Wednesday, February 17, 2016


A word I came across while reading up about prospective summer destinations in the mountains of Jämtland.

He hadde a gay surplys
As whit as is the blosme vp on the rys    (Chaucer, Miller's Tale)

Chaucer would have meant blackthorn (or maybe hawthorn) in this case. Generally, "Rys" means twiggy, bushy, brushy material. The nearest one-word translation might be "spray" but that's itself a little bit old-fashioned now.

"Ris", "rys" or "rice" is a word that was common in Middle English but sadly has dropped out of standard modern English completely, though it still survives in some rural usage e.g. in parts of Scotland and the Orkneys.

In Swedish it's still a widely used word, reflecting a nation with much closer links to the forest. It's used in a great many contexts but perhaps especially about such very common sub-shrubs as bilberry, ling and dwarf-birch.

(In southern England the word survived longest when it was transferred to agricultural practices, for example to talk about the dry haulms of beans.)
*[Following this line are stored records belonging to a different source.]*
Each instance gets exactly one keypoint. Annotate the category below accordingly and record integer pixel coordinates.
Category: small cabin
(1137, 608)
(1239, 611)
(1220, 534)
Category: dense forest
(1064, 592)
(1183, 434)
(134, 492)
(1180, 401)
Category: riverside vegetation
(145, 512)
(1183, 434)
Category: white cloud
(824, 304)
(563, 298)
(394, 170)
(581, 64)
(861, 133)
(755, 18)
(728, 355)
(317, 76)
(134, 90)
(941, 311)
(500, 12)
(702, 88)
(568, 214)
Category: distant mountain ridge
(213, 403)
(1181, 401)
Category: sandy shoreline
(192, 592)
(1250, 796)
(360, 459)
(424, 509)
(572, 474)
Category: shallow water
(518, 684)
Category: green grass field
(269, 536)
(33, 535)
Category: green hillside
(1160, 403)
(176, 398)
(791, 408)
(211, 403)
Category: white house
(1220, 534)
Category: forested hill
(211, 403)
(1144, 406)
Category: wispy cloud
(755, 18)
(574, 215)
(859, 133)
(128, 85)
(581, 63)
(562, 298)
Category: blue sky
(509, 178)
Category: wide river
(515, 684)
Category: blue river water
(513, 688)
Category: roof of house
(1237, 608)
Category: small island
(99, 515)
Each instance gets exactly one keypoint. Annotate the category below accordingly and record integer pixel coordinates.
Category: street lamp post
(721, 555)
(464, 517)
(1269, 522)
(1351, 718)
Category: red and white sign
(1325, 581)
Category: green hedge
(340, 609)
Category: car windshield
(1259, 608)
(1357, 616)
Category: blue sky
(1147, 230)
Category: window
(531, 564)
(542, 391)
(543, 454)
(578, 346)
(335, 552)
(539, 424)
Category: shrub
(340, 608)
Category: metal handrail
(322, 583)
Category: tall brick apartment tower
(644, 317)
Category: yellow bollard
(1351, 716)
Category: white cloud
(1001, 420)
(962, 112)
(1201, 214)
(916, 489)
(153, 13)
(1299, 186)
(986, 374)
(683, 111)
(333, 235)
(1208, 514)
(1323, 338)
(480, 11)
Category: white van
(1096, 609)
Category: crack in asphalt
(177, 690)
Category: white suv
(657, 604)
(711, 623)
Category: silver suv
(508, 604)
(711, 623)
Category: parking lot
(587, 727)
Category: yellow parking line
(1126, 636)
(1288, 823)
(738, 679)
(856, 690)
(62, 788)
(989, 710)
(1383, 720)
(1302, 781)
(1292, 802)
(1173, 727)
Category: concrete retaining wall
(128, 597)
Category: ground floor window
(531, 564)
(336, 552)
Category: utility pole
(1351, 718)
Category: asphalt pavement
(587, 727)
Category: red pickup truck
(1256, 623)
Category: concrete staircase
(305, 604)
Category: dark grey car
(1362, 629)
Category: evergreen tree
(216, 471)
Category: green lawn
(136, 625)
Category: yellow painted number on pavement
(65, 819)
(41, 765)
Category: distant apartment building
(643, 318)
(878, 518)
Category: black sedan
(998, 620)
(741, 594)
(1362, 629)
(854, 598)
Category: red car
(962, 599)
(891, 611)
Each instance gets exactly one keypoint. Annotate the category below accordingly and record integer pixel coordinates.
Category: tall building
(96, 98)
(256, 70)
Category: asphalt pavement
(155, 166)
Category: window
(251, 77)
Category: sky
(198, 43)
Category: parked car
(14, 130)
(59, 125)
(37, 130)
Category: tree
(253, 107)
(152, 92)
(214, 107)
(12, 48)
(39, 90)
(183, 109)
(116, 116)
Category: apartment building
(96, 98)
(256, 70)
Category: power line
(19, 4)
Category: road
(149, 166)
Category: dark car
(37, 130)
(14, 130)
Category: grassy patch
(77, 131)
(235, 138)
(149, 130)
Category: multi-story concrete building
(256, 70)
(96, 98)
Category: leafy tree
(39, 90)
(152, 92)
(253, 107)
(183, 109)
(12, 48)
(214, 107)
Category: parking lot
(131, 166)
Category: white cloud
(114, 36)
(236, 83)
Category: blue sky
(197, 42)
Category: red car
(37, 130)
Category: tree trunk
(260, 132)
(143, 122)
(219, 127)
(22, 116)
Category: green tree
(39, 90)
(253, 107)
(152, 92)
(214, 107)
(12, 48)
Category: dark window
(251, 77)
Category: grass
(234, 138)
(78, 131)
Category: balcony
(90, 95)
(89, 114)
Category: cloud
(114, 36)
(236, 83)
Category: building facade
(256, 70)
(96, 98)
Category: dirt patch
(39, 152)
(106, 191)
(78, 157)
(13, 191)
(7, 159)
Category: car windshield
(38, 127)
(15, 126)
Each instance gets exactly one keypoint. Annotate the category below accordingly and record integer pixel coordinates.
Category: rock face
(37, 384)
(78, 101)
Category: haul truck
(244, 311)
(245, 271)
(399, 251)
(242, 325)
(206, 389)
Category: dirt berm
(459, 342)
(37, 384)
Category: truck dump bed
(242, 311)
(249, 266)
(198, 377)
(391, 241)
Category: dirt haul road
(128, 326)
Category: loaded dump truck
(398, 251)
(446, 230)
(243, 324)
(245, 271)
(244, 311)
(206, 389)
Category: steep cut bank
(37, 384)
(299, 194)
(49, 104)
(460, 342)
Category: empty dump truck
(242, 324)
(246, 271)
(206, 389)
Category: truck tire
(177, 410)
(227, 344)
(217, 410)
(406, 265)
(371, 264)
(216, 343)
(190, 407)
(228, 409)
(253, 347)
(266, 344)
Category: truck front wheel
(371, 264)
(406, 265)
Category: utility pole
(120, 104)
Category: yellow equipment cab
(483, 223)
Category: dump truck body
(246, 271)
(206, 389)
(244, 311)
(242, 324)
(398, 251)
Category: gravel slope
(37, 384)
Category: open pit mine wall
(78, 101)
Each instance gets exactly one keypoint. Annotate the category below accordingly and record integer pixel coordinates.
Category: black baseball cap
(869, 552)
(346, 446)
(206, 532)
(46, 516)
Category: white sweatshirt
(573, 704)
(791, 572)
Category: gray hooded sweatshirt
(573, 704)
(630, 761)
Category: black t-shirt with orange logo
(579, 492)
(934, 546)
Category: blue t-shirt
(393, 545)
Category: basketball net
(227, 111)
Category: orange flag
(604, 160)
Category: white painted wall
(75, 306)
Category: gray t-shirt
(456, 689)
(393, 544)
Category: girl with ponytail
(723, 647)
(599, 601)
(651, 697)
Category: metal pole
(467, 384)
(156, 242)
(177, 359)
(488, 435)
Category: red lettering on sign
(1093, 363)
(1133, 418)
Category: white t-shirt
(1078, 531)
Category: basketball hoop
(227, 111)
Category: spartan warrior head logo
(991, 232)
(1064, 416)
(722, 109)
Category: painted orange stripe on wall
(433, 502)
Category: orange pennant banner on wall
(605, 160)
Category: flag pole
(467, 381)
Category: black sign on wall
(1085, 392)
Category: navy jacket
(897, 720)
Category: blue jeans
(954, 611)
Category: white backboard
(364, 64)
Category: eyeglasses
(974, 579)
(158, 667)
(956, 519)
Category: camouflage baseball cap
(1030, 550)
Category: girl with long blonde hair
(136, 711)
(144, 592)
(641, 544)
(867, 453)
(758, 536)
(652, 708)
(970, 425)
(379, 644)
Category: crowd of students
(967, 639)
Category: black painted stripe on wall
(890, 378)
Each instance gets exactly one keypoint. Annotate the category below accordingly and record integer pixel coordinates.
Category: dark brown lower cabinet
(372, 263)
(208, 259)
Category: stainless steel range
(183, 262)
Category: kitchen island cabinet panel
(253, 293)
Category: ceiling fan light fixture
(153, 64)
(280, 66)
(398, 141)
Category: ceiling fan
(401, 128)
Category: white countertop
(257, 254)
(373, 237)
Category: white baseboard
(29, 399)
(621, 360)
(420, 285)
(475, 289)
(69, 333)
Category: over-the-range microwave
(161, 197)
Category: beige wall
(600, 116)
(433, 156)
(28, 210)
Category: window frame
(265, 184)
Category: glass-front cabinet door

Middle English Dictionaryrī̆s (n.(1)

Oxford English Dictionary, RICE, n.1  (Sign in with your library card to view)

Svenska Akademiens Ordbok, RIS, sb1

Definition 2 here is "grenvärk (på träd eller buske eller buskliknande växt) med många, jämförelsevis korta, mer eller mindre hopgyttrade grenar eller kvistar (stundom om själva grenvärket med bortseende från löv, blommor o. knoppar)" . Essentially this means: "stem-work (of tree, bush or bushlike plant) with many, relatively short, more or less agglomerated stems or nodes (sometimes the stem-work itself, setting aside leaves, flowers and buds).

This is helpful but it suggests the precision of a botanical description. "Ris" is a proper country word, invented by people who work with nature rather than make analyses of it.

"Risig" is typically used to comment on land that is difficult to walk on because covered in tough springy sub-shrubs.


But when I mentioned the word to my mum, the first thought that came to her was "Var snäll, eller smakar riset!" ("Be good, or taste the ris!"). My grandmother always kept a bilberry "ris" on the shelf that surrounded the hood above the kitchen stove (a place where you also kept boxes of matches and where you could dry cloths). It was a mainly symbolic instrument of chastisement, more commonly used for sundry domestic whiskings.  


In both languages the word is homonymous with the word for one of the world's most important foodgrains. But "rice" in the latter sense derives from OF or Latin ("risa"), ultimately via Greek with analogues in Sanskrit and Dravidian. Whereas the spriggy word that I'm talking about here derives from common old Germanic (OE/ON "hris").